GILBERT, GROVE KARL, has been a geologist in the service of the United States since 1871, being connected with the Wheeler survey from 1871 to 1874, with the Powell survey from 1874 to 1879, and with the present United States Geological Survey from its organization in 1879.

He was born in Rochester, New York, May 6, 1843. He was the son of Grove Sheldon Gilbert, a portrait painter of very high merit who was made an honorary member of the National Academy of Design in 1848. "A man of retiring disposition in many ways, he underestimated his professional ability; he was intensely conscientious, often to his own detriment." He was one of the original abolitionists of western New York.

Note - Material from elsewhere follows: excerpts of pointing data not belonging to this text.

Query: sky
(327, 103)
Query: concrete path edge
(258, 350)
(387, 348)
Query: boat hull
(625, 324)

Young Gilbert was fond of study and especially of mathematics. "As a part of home economy " he says, "I assisted in repairs and minor constructions, and I thus acquired manual dexterity and facility in mechanical adaptations which were serviceable in various ways in later life." His primary and secondary educational training was chiefly in the public, but partly in the private schools of Rochester, and later with tutors. He was graduated from the University of Rochester in 1862. He at once took a position as teacher at Jackson, Michigan; but the work was uncongenial, and he found employment under the direction of Professor Henry A. Ward, of Rochester, in an establishment devoted to the preparation and installation of casts of fossils, for museums. He was in this position for five years; his work was manual, classificatory, executive and literary. He was introduced by it to scientific study in zoology, anatomy, geology and mineralogy. He selected geology as his profession, in 1869, when he was twenty-six years old, and joined the Ohio Geological Survey as a volunteer assistant in geology. Two years later he entered the Government service. In 1898 Rochester university conferred on him the honorary degree of LL.D.; and the same degree was given him by the University of Wisconsin, in 1904.